In reality, metaphysical naturalism turns science on its head.  The scientific method operates on the principle that everything in science is “tentative” and “not necessarily the final word”. This is because scientific understanding and insights will be forever finite and limited. Naturalism however asserts that science is not limited or tentative and is the final word, allowing no alternative, particularly God. Many scientists of today, like all the pioneers modern science such as Galileo, Newton, Maxwell, Kepler, etc., rightly saw naturalism as an “unsustainable delusion”, having no sustainable basis in either science, or reality.

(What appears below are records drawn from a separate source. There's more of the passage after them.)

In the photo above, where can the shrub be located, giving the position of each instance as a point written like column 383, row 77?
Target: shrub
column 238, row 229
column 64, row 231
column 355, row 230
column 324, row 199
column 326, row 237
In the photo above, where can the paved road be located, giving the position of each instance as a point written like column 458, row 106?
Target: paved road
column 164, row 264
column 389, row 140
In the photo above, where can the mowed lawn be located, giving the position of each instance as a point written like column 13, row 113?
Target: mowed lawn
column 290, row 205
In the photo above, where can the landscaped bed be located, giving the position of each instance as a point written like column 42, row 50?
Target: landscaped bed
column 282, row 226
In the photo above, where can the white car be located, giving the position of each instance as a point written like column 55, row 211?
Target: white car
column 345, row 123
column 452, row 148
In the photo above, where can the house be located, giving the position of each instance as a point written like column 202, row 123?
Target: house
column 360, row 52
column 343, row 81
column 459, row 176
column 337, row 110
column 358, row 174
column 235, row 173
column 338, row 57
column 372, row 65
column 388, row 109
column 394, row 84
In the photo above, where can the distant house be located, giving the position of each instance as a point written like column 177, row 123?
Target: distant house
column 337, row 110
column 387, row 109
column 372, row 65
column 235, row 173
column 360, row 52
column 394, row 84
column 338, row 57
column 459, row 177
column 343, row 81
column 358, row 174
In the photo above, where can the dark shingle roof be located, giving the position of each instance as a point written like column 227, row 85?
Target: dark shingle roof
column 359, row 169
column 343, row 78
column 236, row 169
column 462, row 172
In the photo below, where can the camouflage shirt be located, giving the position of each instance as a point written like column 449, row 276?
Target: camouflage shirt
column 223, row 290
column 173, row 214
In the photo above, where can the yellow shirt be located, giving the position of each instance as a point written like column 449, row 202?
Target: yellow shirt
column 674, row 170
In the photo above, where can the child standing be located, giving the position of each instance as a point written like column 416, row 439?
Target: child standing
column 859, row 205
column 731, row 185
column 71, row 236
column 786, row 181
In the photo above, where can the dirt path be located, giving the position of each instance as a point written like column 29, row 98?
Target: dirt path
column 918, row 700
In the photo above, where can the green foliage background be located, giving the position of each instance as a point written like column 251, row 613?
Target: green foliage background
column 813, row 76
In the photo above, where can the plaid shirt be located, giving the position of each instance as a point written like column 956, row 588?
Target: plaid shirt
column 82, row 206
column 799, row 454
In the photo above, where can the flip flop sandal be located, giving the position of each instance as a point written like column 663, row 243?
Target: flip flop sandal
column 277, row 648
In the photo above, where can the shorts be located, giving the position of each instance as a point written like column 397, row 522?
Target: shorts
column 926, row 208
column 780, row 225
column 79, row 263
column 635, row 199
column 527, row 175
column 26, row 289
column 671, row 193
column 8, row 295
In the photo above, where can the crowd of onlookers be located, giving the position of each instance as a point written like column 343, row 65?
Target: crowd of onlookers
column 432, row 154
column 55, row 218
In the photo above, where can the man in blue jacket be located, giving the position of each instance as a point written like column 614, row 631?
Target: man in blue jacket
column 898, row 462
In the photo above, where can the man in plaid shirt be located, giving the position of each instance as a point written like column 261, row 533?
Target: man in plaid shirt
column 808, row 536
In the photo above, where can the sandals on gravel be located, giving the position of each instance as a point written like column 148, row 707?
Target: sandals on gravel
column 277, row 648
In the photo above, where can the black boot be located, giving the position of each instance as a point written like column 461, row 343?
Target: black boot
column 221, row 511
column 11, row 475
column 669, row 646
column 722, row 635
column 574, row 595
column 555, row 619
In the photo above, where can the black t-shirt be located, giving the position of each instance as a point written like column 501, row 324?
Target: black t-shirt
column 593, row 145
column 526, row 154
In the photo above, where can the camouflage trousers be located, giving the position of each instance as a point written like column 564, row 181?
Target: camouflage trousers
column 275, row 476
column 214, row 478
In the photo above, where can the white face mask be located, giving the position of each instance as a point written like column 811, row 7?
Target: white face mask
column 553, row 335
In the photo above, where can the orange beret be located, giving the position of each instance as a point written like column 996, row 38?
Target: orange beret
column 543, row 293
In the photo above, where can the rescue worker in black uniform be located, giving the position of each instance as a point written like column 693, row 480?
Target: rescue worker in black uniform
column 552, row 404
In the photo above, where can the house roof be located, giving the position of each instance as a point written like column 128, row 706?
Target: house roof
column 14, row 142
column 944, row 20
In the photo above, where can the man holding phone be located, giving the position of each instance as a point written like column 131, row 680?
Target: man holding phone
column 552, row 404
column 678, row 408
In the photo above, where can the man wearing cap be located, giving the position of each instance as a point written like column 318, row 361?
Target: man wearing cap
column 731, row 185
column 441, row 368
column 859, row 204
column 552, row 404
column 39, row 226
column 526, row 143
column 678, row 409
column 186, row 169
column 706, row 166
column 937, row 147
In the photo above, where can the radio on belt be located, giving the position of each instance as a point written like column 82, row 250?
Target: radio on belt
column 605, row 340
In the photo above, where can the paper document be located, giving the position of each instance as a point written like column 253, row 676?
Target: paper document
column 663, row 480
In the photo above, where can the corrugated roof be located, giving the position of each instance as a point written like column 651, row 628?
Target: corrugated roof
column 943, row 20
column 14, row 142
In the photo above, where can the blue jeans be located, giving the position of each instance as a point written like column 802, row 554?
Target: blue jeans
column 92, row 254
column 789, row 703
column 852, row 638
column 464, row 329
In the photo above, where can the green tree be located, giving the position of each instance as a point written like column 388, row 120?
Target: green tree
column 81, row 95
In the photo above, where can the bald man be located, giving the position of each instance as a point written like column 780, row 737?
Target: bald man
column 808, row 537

I remind Dawkins and co that we live in a contingent universe that is far to “unified” to have been organized by a committee, and far to complex to have happened by chance.  (the old cosmic “unity in diversity” issue, discussed by Plato and Aristotle - some what akin to a trinitatian deity, who is likewise a unity in diversity)  And then there is The Greatest Show on Earth, which, like any show, necessitates an even “grander conductor” - one with all the transcendent attributes and perspective of deity. 

Richard, we are “dependent” creatures in a “dependent” dying universe. A universe in which nothing ever observed is self explaining or self-existing, including existence itself.  And the Nobel Prize awaits anyone who discovers anything in the universe that is self creating and self-existing. Such a dependent dying universe could never bring itself into existence. Something that is naturally running down, cannot also at the same time have naturally wound itself up.

Which brings us to the issue of who made God. Here we have two ultimate options. Either an “infinite regress” of “dependent” causes where nothing is ever able to bring itself into; or a non-dependent self-existing “First cause”, namely God.  Such an entity would not be part of the space-time environment, and the cause effect infinite dependency regress would therefore not apply. Thus, the cause of the universe would of necessity be timeless, non-dependent and self-existing, which is precisely what the Bible defines God to be. This turns out to be the only viable philosophical and scientific option.  For the moment one asks the question “who made God” they again place God into the infinite cause-effect “dependent regress”, where nothing is ever capable of bringing itself into existence. In which case neither Richard, Harris, nor I would exist, and we wouldn’t be having this conversation.